La jeune fille de la plage évoqua, en premier, ses derniers souvenirs. Tristement… d’une voix monocorde. Quelle semblait déprimée, lasse de vivre !... Elle avait quitté l’université sur un coup de tête, racontait-elle. « A cause d’une histoire à la maison. J’ai fait mon sac et sui montée jusqu’à Cairns en autostop. Il faisait beau. La ville était pleine de gens de tout âge qui me disaient bonjour. Ca me changeait de Sydney et de son tourbillon !... Le travail que j’ai trouvé était passable… mais ce calme plat ne pouvait pas durer éternellement. J’ai regretté mes amis de la faculté, tout en sentant que je ne pouvais pas y retourner. Quand le passé est passé, vous savez… Alors, maintenant, j’en ai marre… Je suis « paumée ». Des gens, j’en connais des tas… mais je n’ai pas envie de leur parler. Ils m’ennuient. J’ai essayé de lire, d’écrire aussi, de faire de la peinture. Une espèce d’angoisse m’en empêche. Ce n’est que l’inutilité des efforts et de toute action que je découvre. De quoi se mettre dans une poubelle, avec un gros couvercle… et qu’on n’en parle plus !... J’ai laissé tomber mon boulot !... Et je vis sur la plage avec mon sac de couchage depuis deux jours. Elle voulut alors savoir ce qu’en pensait le groupe attentif autour d’elle. Anxieuse… guettant une réponse qui pourrait lui redonner envie de sourire, de vivre… Mais les solutions que deux ou trois de ces personnages réunis un instant lui proposèrent ne la firent que sombrer dans une angoisse plus profonde et tirèrent d’elle quelques réflexions douces-amères, sinon cyniques !... Souhaitait-elle d’ailleurs se sortir de ses marasmes, de cette atmosphère de tristesse et d’amertume dont elle s’entourait ? J’en doute… et les autres en doutèrent, qui oublièrent vite cette jeune fille qui ne cessa alors de se plaindre de la froideur des gens, puis de son poids excessif, puis de sa laideur et sans cesse de sa solitude. Ils se lancèrent dans le récit de leurs propres aventures… Un récit plus vivant, plus coloré, plus vibrant de joie, de plénitude, d’espoir…

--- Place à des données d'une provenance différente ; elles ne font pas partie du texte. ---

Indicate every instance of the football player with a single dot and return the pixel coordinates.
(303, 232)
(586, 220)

Les deux jeunes garçons, dont l’un était français, mais avait presque complètement oublié sa langue maternelle, arrivaient de Mareeba, un centre de plantations de canne à sucre et de tabac à 60 Kms de là… Eux aussi étaient des voyageurs, des errants. Ils allaient de village en village, d’état en état, à la recherche du métier pas trop fatiguant et bien payé qui leur permettrait d’aller un jour en Europe… Mais c’était un but lointain, de réalisation difficile.
« On est crevé aujourd’hui » disaient-ils, ajoutant, avec le sourire « Mais c’était bien payé, comme boulot… et pas difficile. Il suffit de couper les trois ou quatre premières feuilles à la base de la plante ; c’est tout… et puis le tabac repousse et on recommence une ou deux semaines plus tard… et ainsi de suite… Et puis, un de ces repas !... Ouaih ! On mange drôlement bien là-bas. Si nos reins encaissaient mieux ce travail ! Quand ça sera fini, on descendra vers le sud, un peu avant Brisbane. Ils cherchent des ouvriers, là-bas aussi. Des charpentiers… Oui… quand on vit comme nous, il faut tout savoir faire… » Et ils évoquèrent d’autres métiers, citèrent des chiffres, narrèrent leurs nuits passées dans leur étroite voiture, ou sur les plages où les moustiques et les sun-flies, des mouches minuscules vous dévorent… Ils parlèrent des araignées venimeuses, du funnel-web surtout qu’ils semblaient craindre tout particulièrement et dont ils parlaient avec respect et admiration : « Elle a un… comment dit-on… une aiguille, et elle perce les noix de coco… On la trouve dans les cocotiers… Elle ´´  ´´ ´´ à un endroit qu’elle sait plus tendre qu’ailleurs et elle les mange comme ça »… Leurs récits sont-ils véridiques ? Les animaux étranges qu’ils disent avoir aperçu dans le bush ne vivent-ils que dans leur imagination ? Alors qu’ils parlent, et sourient et font rire tout ce petit monde autour d’eux, je ne peux m’empêcher d’entendre un dicton français « A beau mentir qui vient de loin » et de me souvenir de cette tendance caractéristique des habitants des vastes solitudes, aux Etats-Unis comme ici, à tout exagérer, à se fabriquer un personnage surhumain… aux aventures extraordinaires…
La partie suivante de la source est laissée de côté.